Мариенгоф вызов принял, и между недавними друзьями и соратниками началось нечто вроде дуэли. Она описана в «Романе без вранья», но, по обыкновению, без объяснения истинных ее причин: «Я только что приехал из Парижа. Сидел в кафе. Слушал унылое вытье контрабасной струны. Никого народу. У барышни в белом фартучке флюс. А вторая барышня в белом фартучке даже не потрудилась намазать губы. Черт знает что такое! А на улице непогодь: желтый жидкий блеск фонарей. Неожиданно вошел Есенин… Глаз у Есенина мутный и рыхлый, как кусок сахара, полежавший в чашечке горячего кофе. Одет неряшливо. Шляпа пятнистая, помятая, несвежий воротничок и съехавший набок галстук. Золотистая пена волос размылилась и посерела. Стала походить на грязноватую воду, как в корыте после стирки.

Есенин, не здороваясь, подошел к столику, за которым я сидел. Заложил руки в карманы и, не произнося ни слова, уперся в меня недобрым мутным взглядом. Мы не виделись несколько месяцев. Когда я уезжал из России, не довелось проститься. Но и ссоры никакой не было. Только отношения похолодели.

Я продолжал мешать ложкой в стакане и тоже молча смотрел ему в глаза. Кто-то из маленьких петербургских поэтов вертелся около.

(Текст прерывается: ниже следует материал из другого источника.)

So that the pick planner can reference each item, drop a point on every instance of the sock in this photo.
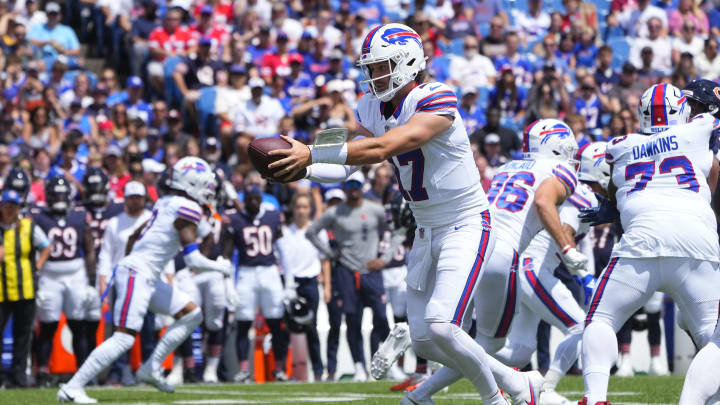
(702, 379)
(599, 352)
(102, 357)
(175, 334)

Подошла какая-то женщина и стала тянуть Есенина за рукав.

– Иди к энтой матери… Видишь, я с Мариенгофом встретился!..

От Есенина несло едким перегаром:

– Ну?..

Он тяжело опустил руки на столик, нагнулся, придвинул почти вплотную ко мне свое лицо и, отстукивая каждый слог, сказал:

– А я тебя съем!

Есенинское “съем” надлежало понимать в литературном смысле.

– Ты не Серый Волк, а я не Красная Шапочка. Авось не съешь.

Я выдавил из себя улыбку, поднял стакан и глотнул горячего кофе.

– Нет… съем!

И Есенин сжал ладонь в кулак. Петербургский поэтик и незнакомая женщина стали испуганным шепотом упрашивать Есенина и о чем-то уговаривать меня.